We are in the last few days before Christmas. The tree is up. The food has been ordered. The presents are hidden in wardrobes and under beds. Now it’s all about surviving the hype until the big day. When you have children who have been driven into a frenzy of excitement the run up towards Christmas can be a stressful couple of weeks. Perhaps some of these thoughts resonate.
1. Elf On A Shelf
Oh, my God, there’s still 10 days to go for the Elf on a Shelf. Why on earth did I think this would be a fun thing to do. I’ve had to clean up icing sugar thrown on the floor that the “elf” used to create snow. The fake glasses and moustache I drew on my face because I thought that would be a funny thing for the elf to do is STILL showing three days later and I have an important meeting tomorrow. Why does it have to be so complicated? It’s called “Elf on a Shelf” not “Elf Duct-Taped to the Wall in a Hilarious Prank That Will See Your Paintwork Peel Off”.
2. Christmas In School
So far I have spent around £10 on baking ingredients to create items for the school Christmas fair, £2 per person on entry into the school Christmas fair, and £5 to buy back the items we baked at my child’s insistence. Plus, we spent another £6 on various games at the Christmas fair where we won a tin of tuna and a wash bag set that looks like it came straight out of 1993. This week, it’s the school disco which will be another £3 for tickets and £1 for snacks.
It’s also the nativity play this week and I have spent £5 on a white t-shirt for my child’s costume since he doesn’t already own a white t-shirt (because what parent would ever dress a six year old boy in white; that’s just inviting disaster). Next week it’s Christmas jumper day and last year’s jumper doesn’t fit so that’s another £15 and now Sue on the PTA wants £5 for Christmas presents for the teachers. Not sure I have any money left to spend on presents for the kids.
3. The Tree
Putting up a Christmas tree is supposed to be a magical family event, isn’t it? It doesn’t feel like that. I have cut my hand on a broken bauble that one of the children threw and now I’m having to Google how to remove blood from a tree. The kids are arguing over who gets to hang every single decoration and the sodding thing has fallen over three times.
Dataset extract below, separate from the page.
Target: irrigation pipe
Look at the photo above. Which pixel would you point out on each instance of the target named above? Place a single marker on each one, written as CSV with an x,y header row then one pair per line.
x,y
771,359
Meanwhile, my husband is in a strop because I put the lights on before the decorations and according to the Christmas Tree Rules the lights are meant to go on after the decorations. Think I’ll go low key next year and just decorate a stick. Will tell the kids it’s a magical invisible tree or something.
4. Santa Is Watching
My son just told me that he would be pleased if he gets a lump of coal for Christmas because that’s where diamonds come from and he could sell the diamond and buy the biggest Lego set in the world. I need to find another threat. Is it too soon to start talking about the Easter Bunny?
5. Christmas Presents
My children seem to think that Santa is a multi-millionaire. Not sure how I can convince them that Santa can only purchase items that are less than £100 and Prime eligible. And which Mum started the trend of buying gifts for all the kids in the NCT group? Now they all have siblings I’m having to find 15 unique and thoughtful gifts and try and remember all of their names in the process.
Thank goodness I started shopping in July. Now I just need to remember where I hid it all. I have searched the attic, the cupboard under the stairs and the wardrobe and I am certain that there are at least three gifts missing. Next year I’m going abroad for the entire month of December.